Women (Stanley Kwan, 1985).

“I swear you are my only beloved wife!” the text on the computer screen reads, above a drawing of two hearts skewered by a single arrow. This message, rendered with the program AtariArtist on a Taxan CRT monitor, is Derek’s (Chow Yun-fat) response to a pointed question from his wife, Bao-er (Cora Miao): “Will there be more like her?” Bao-er refers to Derek’s affair with a younger woman, which has led the couple to separate. Now, Bao-er interrogates him from out of frame, in bed, in a reunion that signifies both a lapse in judgment and an effort to model a wholesome family dynamic for their young son. Derek’s computerized response, which gradually loads during a strained pause in their conversation, willfully evades the question. “Does this look like a poem?” he asks her with a wide grin in the following shot, a callback to her earlier reminiscing about the poetry he wrote to her when they were young.

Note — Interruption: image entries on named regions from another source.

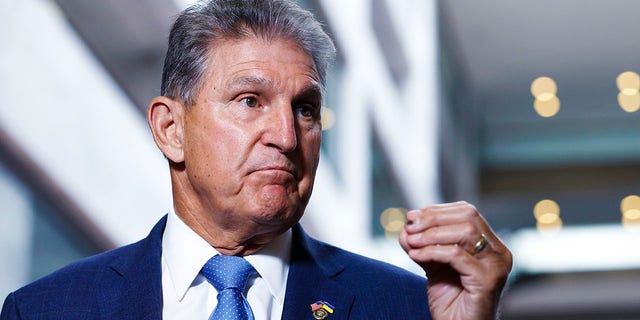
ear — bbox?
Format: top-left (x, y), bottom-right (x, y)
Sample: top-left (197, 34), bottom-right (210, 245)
top-left (147, 96), bottom-right (185, 163)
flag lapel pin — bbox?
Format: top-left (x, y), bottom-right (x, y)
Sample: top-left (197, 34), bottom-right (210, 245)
top-left (311, 300), bottom-right (335, 320)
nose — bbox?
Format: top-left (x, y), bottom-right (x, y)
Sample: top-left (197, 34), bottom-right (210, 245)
top-left (262, 104), bottom-right (298, 153)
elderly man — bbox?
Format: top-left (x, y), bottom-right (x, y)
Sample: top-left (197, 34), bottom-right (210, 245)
top-left (0, 0), bottom-right (511, 320)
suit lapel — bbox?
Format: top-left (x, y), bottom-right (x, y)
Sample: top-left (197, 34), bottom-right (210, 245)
top-left (282, 225), bottom-right (354, 320)
top-left (105, 216), bottom-right (167, 320)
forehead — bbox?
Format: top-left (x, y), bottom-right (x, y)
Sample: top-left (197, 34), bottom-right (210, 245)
top-left (205, 36), bottom-right (319, 86)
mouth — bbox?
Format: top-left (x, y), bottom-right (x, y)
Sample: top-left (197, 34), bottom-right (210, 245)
top-left (251, 165), bottom-right (298, 180)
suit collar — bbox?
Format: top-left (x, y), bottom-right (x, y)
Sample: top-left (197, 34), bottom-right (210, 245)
top-left (282, 225), bottom-right (354, 320)
top-left (107, 216), bottom-right (167, 320)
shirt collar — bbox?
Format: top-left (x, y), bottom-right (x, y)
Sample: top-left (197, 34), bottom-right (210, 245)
top-left (162, 208), bottom-right (292, 304)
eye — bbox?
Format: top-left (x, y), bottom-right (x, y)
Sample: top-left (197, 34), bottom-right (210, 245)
top-left (294, 103), bottom-right (318, 118)
top-left (240, 97), bottom-right (258, 108)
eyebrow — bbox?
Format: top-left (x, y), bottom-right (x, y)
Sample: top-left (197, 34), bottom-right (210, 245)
top-left (229, 76), bottom-right (322, 97)
top-left (229, 76), bottom-right (271, 88)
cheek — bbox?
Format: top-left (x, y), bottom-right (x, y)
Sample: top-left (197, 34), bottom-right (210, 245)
top-left (303, 130), bottom-right (322, 174)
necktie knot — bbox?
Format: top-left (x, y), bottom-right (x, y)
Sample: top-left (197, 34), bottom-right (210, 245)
top-left (202, 255), bottom-right (256, 292)
top-left (201, 255), bottom-right (256, 320)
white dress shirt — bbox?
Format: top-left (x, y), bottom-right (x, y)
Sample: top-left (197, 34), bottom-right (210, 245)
top-left (162, 209), bottom-right (291, 320)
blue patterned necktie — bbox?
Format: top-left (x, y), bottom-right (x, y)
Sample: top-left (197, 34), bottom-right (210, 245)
top-left (201, 255), bottom-right (256, 320)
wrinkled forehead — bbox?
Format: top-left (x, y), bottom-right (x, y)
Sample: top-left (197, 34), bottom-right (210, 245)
top-left (205, 34), bottom-right (324, 90)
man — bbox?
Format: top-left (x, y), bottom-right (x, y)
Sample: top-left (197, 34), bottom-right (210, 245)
top-left (0, 0), bottom-right (511, 320)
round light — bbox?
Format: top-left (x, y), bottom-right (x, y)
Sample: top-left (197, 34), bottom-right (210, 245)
top-left (533, 199), bottom-right (560, 221)
top-left (533, 96), bottom-right (560, 118)
top-left (616, 71), bottom-right (640, 91)
top-left (531, 77), bottom-right (558, 100)
top-left (622, 209), bottom-right (640, 222)
top-left (618, 89), bottom-right (640, 112)
top-left (380, 208), bottom-right (407, 232)
top-left (620, 194), bottom-right (640, 215)
top-left (538, 212), bottom-right (560, 225)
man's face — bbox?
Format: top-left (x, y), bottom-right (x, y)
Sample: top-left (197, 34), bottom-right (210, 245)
top-left (183, 37), bottom-right (322, 235)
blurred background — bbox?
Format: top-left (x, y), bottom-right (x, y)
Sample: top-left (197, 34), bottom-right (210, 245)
top-left (0, 0), bottom-right (640, 319)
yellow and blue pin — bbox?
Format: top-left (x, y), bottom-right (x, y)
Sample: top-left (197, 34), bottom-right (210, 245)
top-left (311, 300), bottom-right (335, 320)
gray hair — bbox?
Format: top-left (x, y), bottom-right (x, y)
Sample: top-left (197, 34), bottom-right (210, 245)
top-left (161, 0), bottom-right (336, 105)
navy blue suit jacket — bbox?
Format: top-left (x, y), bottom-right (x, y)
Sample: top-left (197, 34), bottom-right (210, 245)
top-left (0, 217), bottom-right (430, 320)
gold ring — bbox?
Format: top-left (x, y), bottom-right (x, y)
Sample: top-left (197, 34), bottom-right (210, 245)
top-left (471, 233), bottom-right (489, 255)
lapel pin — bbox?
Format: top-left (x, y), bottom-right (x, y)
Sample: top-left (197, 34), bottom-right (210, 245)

In Hong Kong auteur Stanley Kwan’s debut feature, this bleak digital poem evokes the director’s ongoing preoccupations with networks of urban Chinese women and the men who disappoint them. Women (1985) has a loose kinship with Clare Boothe Luce’s 1936 play, The Women, which also surveys infidelity and divorce within a framework where men exist only abstractly. Luce omits male characters entirely, while Kwan allows men to roam this story as losers and liars. Derek cannot reassure Bao-er with his own speech, and in writing he absents himself from his promises (and from the frame)—a moment of interspatial communication typical of Kwan’s films, in which coded objects often speak for characters. The shot spells out this couple’s trajectory: a simulacrum of affection is inert and confined by the borders of the screen, like a framed portrait of a happy couple, collecting dust in the background of their arguments.   

Kwan continued to embrace the slipperiness of personal histories mediated through cinema and cyberspace. In Center Stage (1991), the career of Chinese silent film star Ruan Lingyu is retold through stylized recreations, scenes of contemporary production, and extracts from Lingyu’s films; her legacy unfolds in parallel to the progression of the medium itself, which was said to have destroyed her. Lan Yu (2001), a gay romance between a young Beijing transplant and a middle-aged industrialist, is based on a novel published anonymously on the Internet in 1998. Kwan himself came out as a gay man via a made-for-TV documentary, Yang ± Yin (1996).

Derek writes his message to Bao-er with a stylus and a touch tablet. The semblance of a handwritten note, meant to evoke ink on paper and forlorn romance, is undercut by new technology—a pronounced symbol of the future, which it is unclear if they will share. The words glide across the screen as they load, granting the brief illusion of motion, or something more than the counterfeit assurance sitting dully on the screen.